LE 20 JUIN, GRANDE A ETE LA JOIE DE REVOIR DES FRERES retourner à la norme démocratique et rembarrer, on l’espère pour de bon, le fusil. A Bamako, malgré les colères et les déceptions récentes, nombre de ces frères ont pu faire des emplettes sans être insultés. D’autres sont tombés dans les bras de leurs amis. Nul doute, ces frères doivent aujourd’hui plus qu’hier, apprécier la magnanimité de ce peuple.
Aujourd’hui plus qu’hier, ils doivent réaliser que les barrières invoquées sont factices et qu’un peuple qui veut être ensemble le peut. Mais l'accord n’est qu’un papier. Il doit être traduit en actes. Certaines de ces dispositions -notamment sécuritaires sont pour tout de suite. D'autres, parce qu'elles doivent être conformes à la constitution attendront une révision de la constitution par le parlement, le quitus référendaire et la promulgation par le président de la République.
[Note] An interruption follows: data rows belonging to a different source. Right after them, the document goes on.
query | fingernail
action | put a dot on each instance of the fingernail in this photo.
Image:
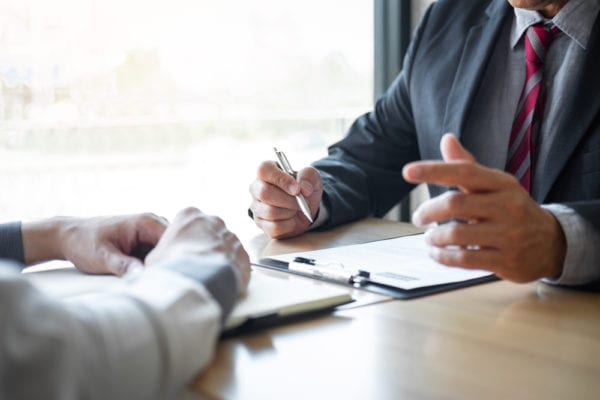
(414, 172)
(307, 188)
(416, 218)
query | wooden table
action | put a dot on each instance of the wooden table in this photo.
(496, 340)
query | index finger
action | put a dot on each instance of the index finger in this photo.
(469, 176)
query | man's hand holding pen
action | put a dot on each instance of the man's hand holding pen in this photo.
(275, 206)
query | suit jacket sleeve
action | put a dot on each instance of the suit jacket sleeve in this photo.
(146, 339)
(11, 243)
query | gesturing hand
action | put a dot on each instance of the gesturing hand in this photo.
(505, 232)
(274, 206)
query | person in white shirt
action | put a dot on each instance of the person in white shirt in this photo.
(146, 338)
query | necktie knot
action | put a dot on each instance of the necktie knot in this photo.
(537, 42)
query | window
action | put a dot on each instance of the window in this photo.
(126, 106)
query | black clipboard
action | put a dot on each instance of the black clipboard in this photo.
(379, 288)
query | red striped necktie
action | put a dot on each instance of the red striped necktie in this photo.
(530, 110)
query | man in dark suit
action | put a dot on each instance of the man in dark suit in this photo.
(517, 83)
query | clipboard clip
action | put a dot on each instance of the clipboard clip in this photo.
(332, 271)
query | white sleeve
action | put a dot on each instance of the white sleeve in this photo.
(146, 339)
(582, 261)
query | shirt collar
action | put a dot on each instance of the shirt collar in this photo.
(576, 19)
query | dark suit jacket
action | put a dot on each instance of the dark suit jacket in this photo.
(433, 95)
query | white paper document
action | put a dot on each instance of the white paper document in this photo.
(402, 262)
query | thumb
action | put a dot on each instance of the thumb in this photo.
(118, 263)
(452, 150)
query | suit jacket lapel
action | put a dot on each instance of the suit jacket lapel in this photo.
(581, 107)
(476, 53)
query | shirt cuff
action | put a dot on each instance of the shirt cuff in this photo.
(583, 253)
(214, 273)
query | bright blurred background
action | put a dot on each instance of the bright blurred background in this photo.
(124, 106)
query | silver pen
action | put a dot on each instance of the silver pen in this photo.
(284, 164)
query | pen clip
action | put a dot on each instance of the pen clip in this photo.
(284, 162)
(331, 271)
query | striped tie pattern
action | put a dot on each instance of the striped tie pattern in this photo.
(530, 109)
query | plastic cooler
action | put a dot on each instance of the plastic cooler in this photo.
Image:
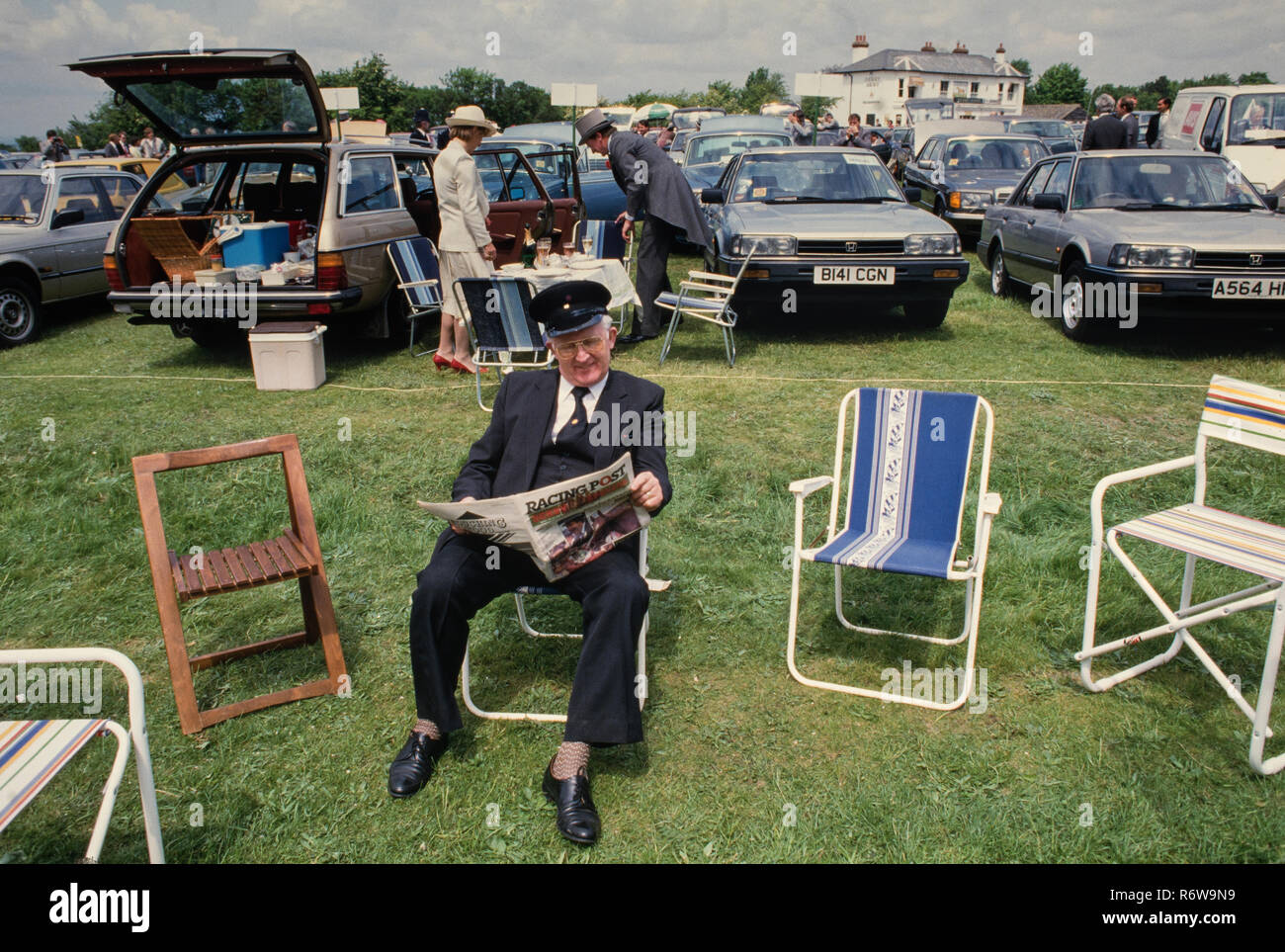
(257, 243)
(288, 356)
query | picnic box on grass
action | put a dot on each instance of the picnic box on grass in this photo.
(288, 356)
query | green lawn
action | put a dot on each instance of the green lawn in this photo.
(735, 748)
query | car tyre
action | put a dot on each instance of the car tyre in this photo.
(20, 312)
(1071, 308)
(926, 313)
(1001, 286)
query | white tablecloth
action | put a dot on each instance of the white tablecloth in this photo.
(609, 273)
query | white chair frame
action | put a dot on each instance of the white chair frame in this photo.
(971, 570)
(706, 288)
(1180, 622)
(135, 736)
(530, 630)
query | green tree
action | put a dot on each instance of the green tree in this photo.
(1061, 82)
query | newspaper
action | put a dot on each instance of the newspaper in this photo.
(560, 527)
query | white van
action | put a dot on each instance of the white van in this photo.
(1245, 124)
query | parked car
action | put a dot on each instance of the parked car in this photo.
(356, 197)
(831, 225)
(960, 176)
(1245, 124)
(568, 174)
(1178, 227)
(52, 225)
(1057, 133)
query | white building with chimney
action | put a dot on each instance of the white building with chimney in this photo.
(883, 86)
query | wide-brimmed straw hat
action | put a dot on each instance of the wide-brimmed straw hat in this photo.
(471, 116)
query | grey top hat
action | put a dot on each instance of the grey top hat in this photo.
(591, 124)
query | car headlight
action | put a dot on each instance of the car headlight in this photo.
(1151, 256)
(765, 244)
(969, 200)
(933, 244)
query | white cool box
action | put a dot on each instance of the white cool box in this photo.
(288, 356)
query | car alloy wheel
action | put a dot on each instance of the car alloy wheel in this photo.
(20, 313)
(998, 275)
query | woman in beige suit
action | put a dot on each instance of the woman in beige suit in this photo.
(464, 247)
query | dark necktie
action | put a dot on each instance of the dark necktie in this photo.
(578, 423)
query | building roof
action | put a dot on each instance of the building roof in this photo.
(917, 62)
(1071, 112)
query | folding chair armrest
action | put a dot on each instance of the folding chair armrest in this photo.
(806, 487)
(1130, 476)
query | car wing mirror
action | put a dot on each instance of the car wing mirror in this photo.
(1050, 201)
(68, 216)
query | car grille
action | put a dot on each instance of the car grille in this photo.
(1225, 260)
(833, 247)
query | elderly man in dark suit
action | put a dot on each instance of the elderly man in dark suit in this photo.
(540, 434)
(655, 185)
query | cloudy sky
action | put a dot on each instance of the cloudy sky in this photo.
(622, 45)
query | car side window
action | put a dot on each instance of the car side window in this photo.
(1059, 179)
(81, 193)
(372, 185)
(1035, 185)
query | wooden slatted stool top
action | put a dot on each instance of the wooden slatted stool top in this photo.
(242, 566)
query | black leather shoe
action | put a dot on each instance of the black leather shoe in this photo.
(577, 816)
(414, 764)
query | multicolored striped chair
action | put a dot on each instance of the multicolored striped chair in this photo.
(907, 483)
(1238, 412)
(502, 331)
(33, 751)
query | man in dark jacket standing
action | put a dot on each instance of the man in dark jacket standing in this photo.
(655, 185)
(1108, 130)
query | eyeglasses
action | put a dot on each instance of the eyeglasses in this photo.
(568, 350)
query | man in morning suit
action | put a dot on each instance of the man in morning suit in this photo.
(540, 433)
(653, 184)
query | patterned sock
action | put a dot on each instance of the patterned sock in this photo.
(424, 726)
(572, 758)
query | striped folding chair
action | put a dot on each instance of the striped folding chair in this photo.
(1250, 416)
(502, 331)
(907, 481)
(418, 277)
(706, 297)
(33, 751)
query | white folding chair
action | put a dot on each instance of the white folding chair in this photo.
(906, 484)
(502, 331)
(1250, 416)
(706, 297)
(33, 751)
(419, 278)
(518, 596)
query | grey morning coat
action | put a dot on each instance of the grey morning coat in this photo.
(659, 188)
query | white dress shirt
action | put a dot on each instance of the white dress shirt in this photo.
(566, 401)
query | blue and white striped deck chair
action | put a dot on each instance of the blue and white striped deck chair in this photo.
(1237, 412)
(33, 751)
(502, 331)
(415, 265)
(907, 481)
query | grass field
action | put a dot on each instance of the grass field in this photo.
(741, 763)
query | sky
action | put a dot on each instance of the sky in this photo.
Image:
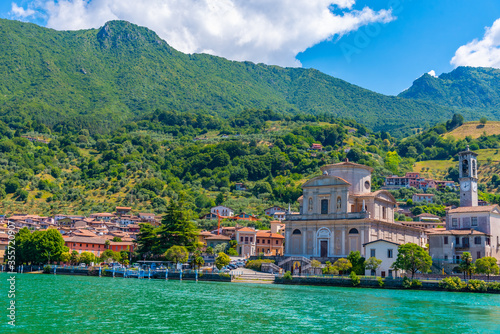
(381, 45)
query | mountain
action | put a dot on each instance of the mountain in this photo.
(99, 78)
(476, 88)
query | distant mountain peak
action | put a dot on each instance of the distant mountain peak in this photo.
(116, 33)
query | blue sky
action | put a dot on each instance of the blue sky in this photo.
(378, 45)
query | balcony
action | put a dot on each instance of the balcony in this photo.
(330, 216)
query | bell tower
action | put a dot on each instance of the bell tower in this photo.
(467, 171)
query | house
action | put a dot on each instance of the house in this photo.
(272, 210)
(94, 245)
(147, 217)
(428, 217)
(245, 216)
(215, 240)
(222, 211)
(469, 227)
(240, 187)
(269, 243)
(384, 250)
(429, 198)
(279, 215)
(246, 241)
(104, 216)
(316, 147)
(123, 210)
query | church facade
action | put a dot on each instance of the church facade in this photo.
(339, 213)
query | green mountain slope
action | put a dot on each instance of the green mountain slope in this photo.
(465, 87)
(99, 78)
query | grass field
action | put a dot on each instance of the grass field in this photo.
(475, 130)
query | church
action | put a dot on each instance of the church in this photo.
(469, 228)
(339, 213)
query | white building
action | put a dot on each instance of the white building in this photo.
(339, 213)
(429, 198)
(387, 252)
(222, 210)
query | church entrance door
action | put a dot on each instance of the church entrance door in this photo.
(324, 248)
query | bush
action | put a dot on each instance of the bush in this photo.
(411, 284)
(477, 285)
(257, 264)
(452, 284)
(380, 281)
(355, 280)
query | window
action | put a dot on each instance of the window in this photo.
(465, 241)
(324, 206)
(389, 253)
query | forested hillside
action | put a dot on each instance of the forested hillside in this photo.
(476, 88)
(98, 79)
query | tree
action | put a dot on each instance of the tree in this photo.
(343, 265)
(107, 254)
(413, 258)
(220, 248)
(74, 258)
(357, 262)
(315, 264)
(372, 263)
(177, 254)
(222, 260)
(176, 229)
(147, 240)
(209, 251)
(467, 265)
(487, 265)
(87, 258)
(197, 261)
(65, 257)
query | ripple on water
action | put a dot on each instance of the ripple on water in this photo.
(78, 304)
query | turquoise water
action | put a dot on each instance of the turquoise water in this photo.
(80, 304)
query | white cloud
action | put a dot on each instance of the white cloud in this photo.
(273, 32)
(21, 12)
(481, 53)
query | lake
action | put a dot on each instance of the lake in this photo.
(81, 304)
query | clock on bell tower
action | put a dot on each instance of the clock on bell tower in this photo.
(467, 171)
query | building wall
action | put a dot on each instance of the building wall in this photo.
(381, 250)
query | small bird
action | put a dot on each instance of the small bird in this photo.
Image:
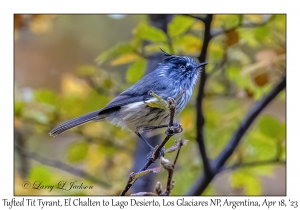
(129, 109)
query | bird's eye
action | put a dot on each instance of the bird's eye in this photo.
(182, 67)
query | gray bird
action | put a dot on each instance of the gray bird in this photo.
(129, 110)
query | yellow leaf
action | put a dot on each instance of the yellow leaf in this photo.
(74, 85)
(123, 59)
(232, 37)
(254, 18)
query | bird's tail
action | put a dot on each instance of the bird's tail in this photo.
(92, 116)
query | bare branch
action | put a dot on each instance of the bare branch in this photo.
(218, 65)
(196, 17)
(62, 166)
(242, 25)
(171, 171)
(200, 115)
(219, 162)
Dans le même temps, il faudra obtenir des ressources sans précédent pour le développement du Nord. N'ayons pas peur du mot: un Plan Marshall ni plus ni moins si l'on veut que le Nord où les opportunités d'emploi de la jeunesse sont encore plus faibles qu'au Sud cesse d'être un réservoir de main-d'oeuvre pour le crime organisé. La mise en oeuvre de l'accord sera donc bien plus ardue que les péripéties de sa signature. Pour trois raisons.
D'ABORD, L'ACCORD LUI-MEME EST COMPLEXE ET DELICAT: il lui faudra franchir l'étape de la vraie explication qui est totalement différente des applaudissements provoqués pour affronter le test de l'appropriation via la Conférence nationale prévue et le référendum obligé. Donc le temps du débat n'est pas épuisé. Ensuite, s'il est compréhensible d'investir massivement dans le Nord dans l'espoir de le ramener dans un cercle vertueux, le mouvement de développement que déclenchera l'application de l'accord n'a de chance d'être adoubé que s'il est national.
Des populations entières de régions méridionales tirent le diable par la queue, se nourrissent de cueillette en période de soudure et regardent les bras valides déserter les champs pour d'hypothétiques migrations. La vérité est que l'Etat s'arrête au péage de Yirimadio comme l'a dit une bouche amère. Troisième raison: quelle que soit la générosité de ce pays, il est impossible d'imaginer un fonctionnement fluide pour le Comité de Suivi justement crée par l'accord avec une "sanctuarisation" des membres même avant les termes de référence précis de cette structure.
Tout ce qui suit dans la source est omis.